The Guardian story shows that the hostile environment has not disappeared. Samuel Jarrett-Coker is the latest of its victims to be revealed. There were half-hearted apologies, despite court cases won, and a failed compensation scheme set up. Yet many people have probably concluded that the scandal is over and the ill-treatment of its innocent victims a thing of the past.

Not any more.

Samuel Jarrett-Coker, 13 years after Cameron and May spawned the hostile environment, is in danger of losing his home and is threatened with deportation, after a lifetime in the UK, all because he hasn’t got a passport and, says the Home Office, must prove his British citizenship or be thrown out of the country.
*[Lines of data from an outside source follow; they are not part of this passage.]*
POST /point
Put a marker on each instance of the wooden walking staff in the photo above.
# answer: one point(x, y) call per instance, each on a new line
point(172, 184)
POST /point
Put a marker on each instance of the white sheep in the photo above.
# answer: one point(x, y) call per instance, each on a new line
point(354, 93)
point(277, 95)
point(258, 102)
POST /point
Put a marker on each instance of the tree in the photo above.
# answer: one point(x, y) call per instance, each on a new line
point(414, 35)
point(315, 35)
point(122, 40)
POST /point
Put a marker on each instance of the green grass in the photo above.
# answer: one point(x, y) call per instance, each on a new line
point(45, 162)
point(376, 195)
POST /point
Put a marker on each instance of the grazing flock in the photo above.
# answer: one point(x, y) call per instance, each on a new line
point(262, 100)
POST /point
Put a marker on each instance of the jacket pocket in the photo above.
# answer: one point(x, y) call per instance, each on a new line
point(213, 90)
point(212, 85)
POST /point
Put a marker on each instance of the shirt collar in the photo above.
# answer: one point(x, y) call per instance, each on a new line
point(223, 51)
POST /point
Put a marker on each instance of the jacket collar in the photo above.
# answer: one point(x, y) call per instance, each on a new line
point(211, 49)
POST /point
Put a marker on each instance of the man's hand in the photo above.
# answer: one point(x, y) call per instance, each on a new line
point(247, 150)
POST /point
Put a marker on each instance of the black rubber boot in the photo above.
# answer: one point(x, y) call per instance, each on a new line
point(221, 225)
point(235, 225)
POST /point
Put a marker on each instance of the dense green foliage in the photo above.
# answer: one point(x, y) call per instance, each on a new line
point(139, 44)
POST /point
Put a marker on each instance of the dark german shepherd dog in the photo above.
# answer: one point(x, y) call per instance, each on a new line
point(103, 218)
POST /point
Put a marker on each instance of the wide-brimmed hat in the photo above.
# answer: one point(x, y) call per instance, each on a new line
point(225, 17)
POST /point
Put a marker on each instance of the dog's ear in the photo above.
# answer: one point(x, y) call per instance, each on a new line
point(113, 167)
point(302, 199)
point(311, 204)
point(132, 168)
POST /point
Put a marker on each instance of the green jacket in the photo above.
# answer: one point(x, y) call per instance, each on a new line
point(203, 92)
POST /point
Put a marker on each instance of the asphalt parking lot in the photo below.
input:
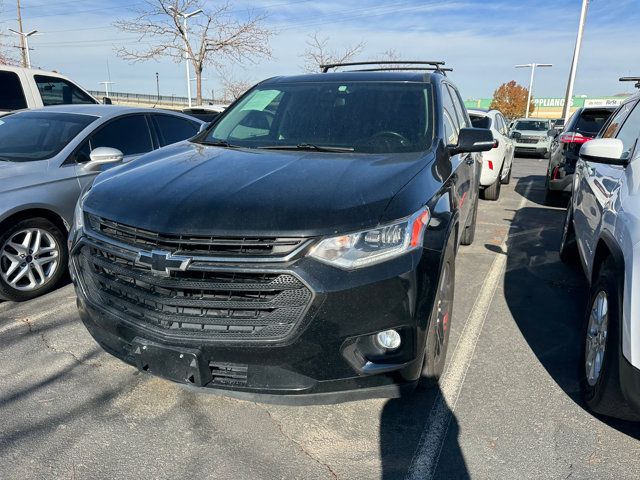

I have written to my MP in Hull, Diana Johnson, about Samuel. I have explained to her that there is

absolutely no justification for Mr Jarrett-Coker’s treatment. The arguments put by the Home Office in his case were dismissed and settled in court in the Hubert Howard case in 2019, when Lord Justice Underhill declared that Hubert Howard’s residence in the UK “was lawful from his first arrival in 1960”.

The Home Office has been consistently abusive for decades. There’s not much we can do about the distant past. But we can bring the Windrush scandal to its end. I have suggested to Diana Johnson that as

we now have a Labour government, of which you are a member, it must surely be possible, now, to bring such Home Office abuse and the Windrush injustice, to an end. Three things should surely be done: stop the Home Office’s abuse; give Mr Jarrett-Coker his citizenship rights; and give all the surviving Windrush victims the compensation they deserve. If these actions are not taken, and fast, and if the Home Office is allowed to continue its abusive ways unchecked by politicians, not one of our ethnic communities (in Hull or anywhere else) is safe.

Read about Samuel Jarrett-Coker and then write to your MP. They all need to know, or be reminded of, what is still being done in our name to the innocent victims of what Theresa May called the “really hostile environment”.